La crisi dei consumi colpisce anche il mercato degli agnelli in Toscana. Nel periodo prepasquale 2013 – sottolinea la Cia Toscana – si è registrato un calo dei capi commercializzati del 15% rispetto allo stesso periodo dello scorso. Secondo i dati forniti da Atpz (Associazione toscana produttori zootecnici) infatti, l’associazione ha immesso nel mercato circa 2.600 agnelli, contro i circa 3.000 capi del 2012. «Fra le cause principali – commenta il presidente di Cia Toscana Giordano Pascucci – sicuramente la crisi dei consumi (che per questa Pasqua si attesterà al -7%) e anche il calendario, visto che è una Pasqua che cade a marzo, ed accorcia il periodo di vendite di una decina di giorni». Ed anche i prezzi pagati agli allevatori sono in ribasso del 10-15% rispetto allo scorso anno: 1 kg di agnello viene venduto dai 3,80 euro/kg a 4,40 €/kg.
Campagne animaliste – Un mercato che vive nel periodo pasquale il momento migliore, e fa respirare un po’ gli allevatori toscani, che, però, oltre che con la crisi, devono fare i conti con assurde campagne mediatiche di associazioni animaliste che invitano a non acquistare gli agnelli: «E’ l’ora di finirla con queste invenzioni da parte delle associazioni animaliste, che ogni anno – commenta il presidente di Cia Grosseto Enrico Rabazzi – invitano i consumatori a non mangiare carne di agnello, per chissà quale scopo che solo in apparenza è ideologico. Si gioca sulla pelle e sull’economia di migliaia di aziende zootecniche italiane e toscane che sono già alle prese con una crisi di mercato e di consumi – oltre che con i crescenti costi di produzione – che dura da ormai troppi anni. Nel periodo della Pasqua i nostri allevatori vendono circa il 20-25% dei capi dell’intera produzione annuale, riuscendo a strappare prezzi migliori di 1 euro al kg rispetto al resto dell’anno.
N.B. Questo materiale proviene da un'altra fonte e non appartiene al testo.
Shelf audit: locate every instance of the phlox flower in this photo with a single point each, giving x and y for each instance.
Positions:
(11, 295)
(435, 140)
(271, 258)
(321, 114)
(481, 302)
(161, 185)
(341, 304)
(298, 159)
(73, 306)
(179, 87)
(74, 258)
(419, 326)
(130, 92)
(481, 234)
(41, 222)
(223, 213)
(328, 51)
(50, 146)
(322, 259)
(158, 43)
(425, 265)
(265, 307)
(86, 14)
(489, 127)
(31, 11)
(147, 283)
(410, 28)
E c’è chi tutto questo fa finta di non ricordarlo e specula sul futuro degli agricoltori».
Allevamenti – Se a questo aggiungiamo che il rapporto del ricavato per i produttori fra agnello da carne o pecora da latte è di 1 a 5, ovvero si guadagna cinque volte di più ad allevare una pecora per poi produrre il formaggio pecorino, ecco che allevare ovini da latte proprio sembra non convenire più come in passato. Nelle province maggiormente vocate della Toscana (Grosseto e Siena), il 90 per cento dei capi è da latte (di razza sarda), mentre solo il 10 per cento è da carne (prevalenza di razza appenninica).